Your city smells. Maybe good, maybe bad, but it definitely has a smell. And the researchers at DARPA — the research and development office at the U.S. Department of Defense — want to create a virtual map of your city's chemical smells to help recognize a chemical terrorist attack.
The idea behind the Chemical Cartography Project, as it's called, is that chemical terrorist attacks can be detected before they happen. Even the smallest amount of any chemical leaves behind traces that tools like sorpulent tubes could detect.
If DARPA created a massive virtual map of what different parts of every city is supposed to smell like, it would know when a chemical balance of some area had been altered in a way that suggested a chemical terrorist attack.
But not every place even within one city is the same chemically. For instance, the area around a gas station will have more petroleum-based chemicals than you would find around a grocery store.

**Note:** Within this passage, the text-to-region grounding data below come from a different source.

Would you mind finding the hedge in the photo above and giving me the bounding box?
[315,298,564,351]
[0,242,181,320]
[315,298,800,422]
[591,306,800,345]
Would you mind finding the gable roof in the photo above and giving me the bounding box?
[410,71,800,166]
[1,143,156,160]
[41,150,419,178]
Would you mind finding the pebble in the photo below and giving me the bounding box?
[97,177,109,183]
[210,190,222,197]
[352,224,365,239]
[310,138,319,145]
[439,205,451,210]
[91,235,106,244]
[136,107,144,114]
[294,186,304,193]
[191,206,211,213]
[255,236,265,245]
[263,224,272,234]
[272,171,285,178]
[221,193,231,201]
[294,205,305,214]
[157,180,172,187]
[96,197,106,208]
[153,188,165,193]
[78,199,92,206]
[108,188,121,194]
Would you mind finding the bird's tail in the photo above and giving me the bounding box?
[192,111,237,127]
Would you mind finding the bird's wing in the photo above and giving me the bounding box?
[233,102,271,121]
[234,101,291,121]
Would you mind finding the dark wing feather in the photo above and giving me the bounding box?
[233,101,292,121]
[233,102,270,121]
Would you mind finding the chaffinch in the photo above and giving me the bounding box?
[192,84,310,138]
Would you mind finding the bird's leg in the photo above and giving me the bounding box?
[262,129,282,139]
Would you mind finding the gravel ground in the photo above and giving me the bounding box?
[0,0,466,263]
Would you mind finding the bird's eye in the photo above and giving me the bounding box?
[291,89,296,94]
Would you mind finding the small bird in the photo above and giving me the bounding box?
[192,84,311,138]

That doesn't mean you can expect to see DARPA researchers walking down every block with chemical-sampling canisters any time soon. It would be prohibitively expensive, and would lead to an ethical and legal gray area as the agency tried to determine what is public space to test, and what isn't.
For now, DARPA just wants researchers to build models for chemical maps. According to Wired, the data included on those model maps will include “chemical, meteorological and topographical data” from at least ten “local urban sources,” including “residences, gasoline stations, restaurants and dry cleaning stores that have particular patterns of emissions throughout the day.”
At each station, researchers will take chemical readings over a 48-hour period. Adjusting for atmospheric and environmental variables like wind speed and humidity, DARPA researchers will use that data to predict concentrations for different gases across a whole city. And stretching those findings across the city will allow DARPA to build their virtual maps.
This project is only in the initial phases, as DARPA is still seeking proposals for how researchers might build their models for the maps. The proposal deadline is Jan. 6, 2011.